Es gibt keine Einleitung, es geht einfach los mit dieser sehr nostalgischen Melodie.
"Der erste Satz mit seinem Anfang, diese erste Phrase, über die ganze Doktorarbeiten geschrieben wurden", sinniert Simone Young. "Nur die erste Phrase! Es ist keine Frage und Antwort, dieser Beginn. Es ist quasi Frage und noch eine Frage. Und eine Symphonie so zu beginnen, finde ich sehr modern für diese Zeit. Es gibt keine Einleitung, es geht einfach los mit dieser sehr nostalgischen und melancholischen Melodie. Die aber auch dann wiederum immer wieder einen Hauch von Licht, einen Hauch von Liebe hineinbringt."
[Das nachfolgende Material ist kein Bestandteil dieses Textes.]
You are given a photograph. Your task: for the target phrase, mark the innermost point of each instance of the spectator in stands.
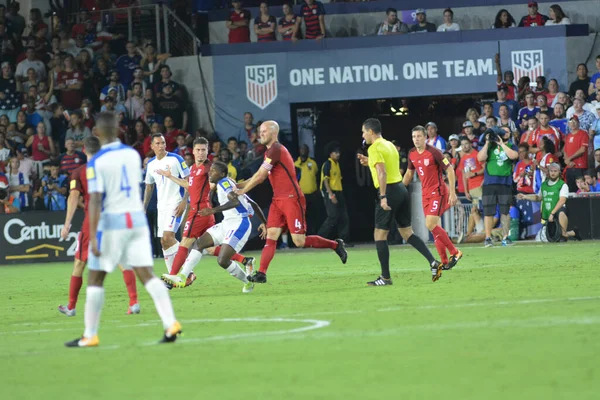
(449, 24)
(8, 203)
(433, 139)
(127, 63)
(289, 24)
(422, 25)
(78, 132)
(557, 16)
(265, 24)
(19, 184)
(313, 15)
(575, 152)
(582, 82)
(511, 105)
(53, 190)
(504, 20)
(392, 25)
(238, 23)
(72, 158)
(533, 18)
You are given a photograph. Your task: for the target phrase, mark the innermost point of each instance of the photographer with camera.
(499, 153)
(53, 190)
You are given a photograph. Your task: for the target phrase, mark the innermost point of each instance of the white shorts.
(168, 222)
(125, 247)
(234, 232)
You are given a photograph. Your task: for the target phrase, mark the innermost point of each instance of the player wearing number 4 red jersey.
(79, 188)
(430, 165)
(288, 207)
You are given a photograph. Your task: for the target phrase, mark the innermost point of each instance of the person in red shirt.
(288, 207)
(79, 188)
(430, 164)
(473, 172)
(575, 153)
(238, 24)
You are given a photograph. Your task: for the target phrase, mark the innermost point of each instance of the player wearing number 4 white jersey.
(119, 232)
(171, 198)
(233, 232)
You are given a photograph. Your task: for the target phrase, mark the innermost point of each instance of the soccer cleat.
(177, 281)
(381, 281)
(436, 270)
(248, 287)
(84, 342)
(171, 333)
(249, 264)
(190, 279)
(453, 261)
(259, 277)
(65, 310)
(134, 309)
(340, 250)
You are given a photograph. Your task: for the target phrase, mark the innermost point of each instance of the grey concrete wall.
(341, 25)
(186, 71)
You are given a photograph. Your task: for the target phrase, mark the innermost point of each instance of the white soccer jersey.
(116, 172)
(169, 194)
(244, 209)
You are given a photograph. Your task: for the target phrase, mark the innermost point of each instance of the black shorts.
(493, 195)
(399, 201)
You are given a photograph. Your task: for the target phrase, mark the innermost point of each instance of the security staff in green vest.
(553, 195)
(333, 195)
Simone Young | Bildquelle: picture-alliance/dpa Auch der zweite Satz beginnt ungewöhnlich. Zuerst ein archaisch anmutendes Bläserthema, später dann eine warme, schier unendlich scheinende Kantilene der Celli. "Man lebt fast ein ganzes Leben durch diesen einen Satz", charakterisiert Simone Young das "Andante moderato". "Und es hört nie auf. Es gibt nie die gewohnten Pausen am Ende eines Teils, sondern es schreitet immer weiter. Und dieses Paradox: einerseits das unaufhaltsame Weiterschreiten, andererseits die langsamen Tempi. Ich finde, diese zwei Komponenten ziehen gegen- aber auch miteinander und schaffen dann eine Spannung vom ersten Ton bis zum letzten. Man ist als Interpret bei diesem Stück im Recht, wenn man am Schluss spürt, dass das Publikum die ganze Zeit kaum geatmet hat. Erst am Ende müssen sie alle Luft holen. Da ist solch eine Spannung drin und eine Tragkraft. Es ist, als spreche sich die menschliche Seele in dieser Musik aus."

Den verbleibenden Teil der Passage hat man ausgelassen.